« Combattre le racisme » : quand Howard Zinn radiographie la société américaine

Les éditions Lux publient Combattre le racisme, un recueil de textes de l’historien Howard Zinn, à qui l’on doit déjà l’indispensable Une histoire populaire des États-Unis.

Aux yeux d’Howard Zinn, il existerait une mystique du Sud qui expliquerait dans une large mesure la persistance du racisme et de la négrophobie. L’historien explique cependant, dans la foulée, que les Blancs, s’ils se conformaient dans les années 1960 à certaines idées et pratiques rétrogrades, demeuraient capables de s’accommoder des progrès sociaux. Ces derniers étaient en effet mus par une chaîne de valeurs hiérarchisée au sein de laquelle la ségrégation n’occupait qu’une place secondaire, reléguée à l’arrière-plan des ambitions professionnelles, du confort matériel ou de la reconnaissance sociale.

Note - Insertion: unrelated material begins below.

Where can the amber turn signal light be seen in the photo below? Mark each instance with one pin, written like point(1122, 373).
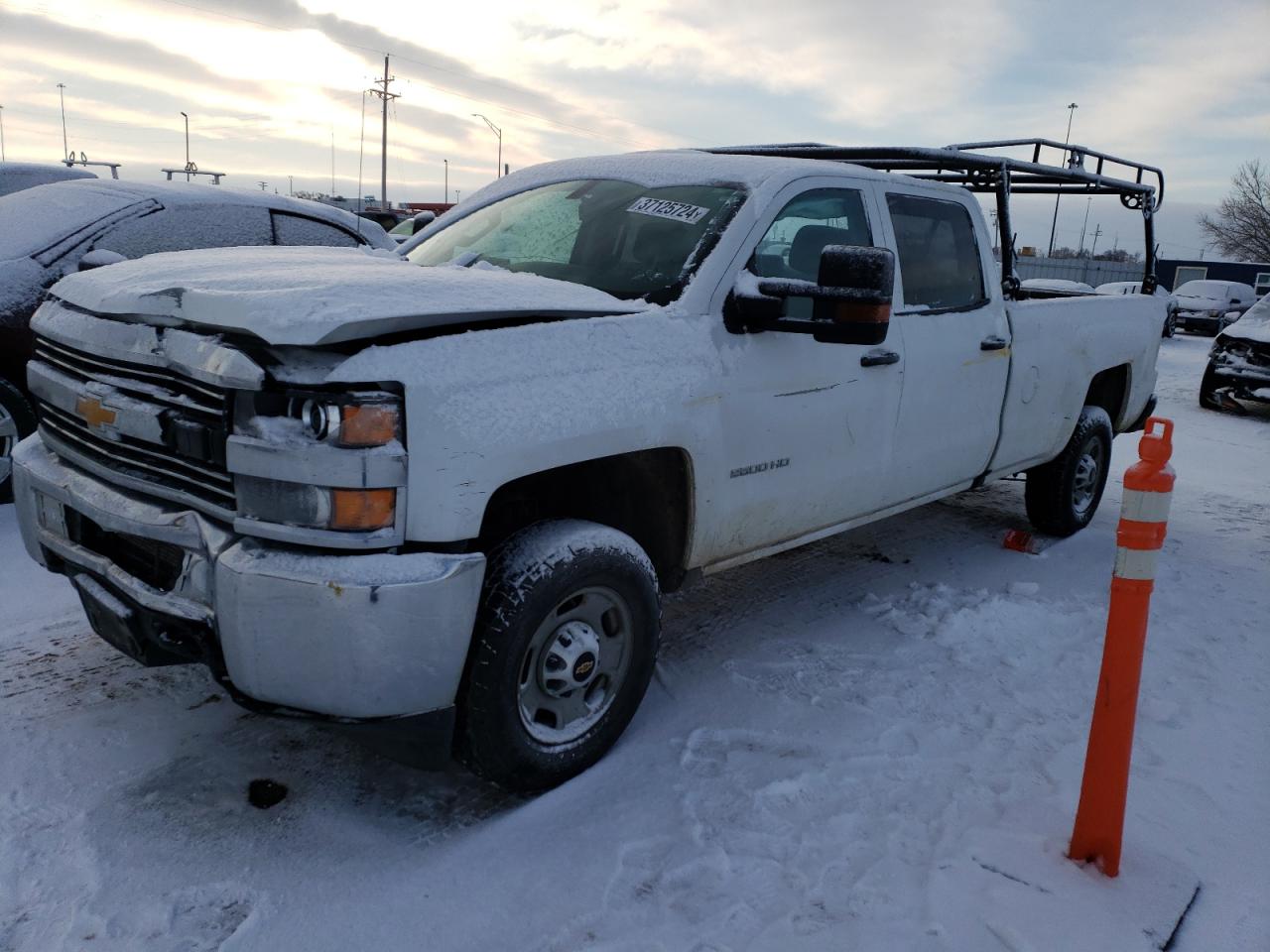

Les sit-ins tels que celui de Greensboro – décriés par certains leaders noirs conservateurs – ou la déségrégation des bibliothèques d’Atlanta ont contribué à faire avancer la cause des Afro-Américains, en démontrant d’une part que des changements incrémentaux (mais symboliquement forts) étaient possibles sans que les Blancs s’y opposent avec acharnement et, d’autre part, que des mouvements pacifiques, organisés et appuyant sur les bons leviers pouvaient mener à des résultats jusque-là inespérés. Howard Zinn avance d’ailleurs, au début de Combattre le racisme, cet exemple concret : si un Blanc se rend au casse-croûte, c’est avant tout pour apaiser sa faim ; la présence d’un Noir au comptoir l’incommodera peut-être, mais elle ne l’empêchera pas de satisfaire à son premier besoin, se nourrir.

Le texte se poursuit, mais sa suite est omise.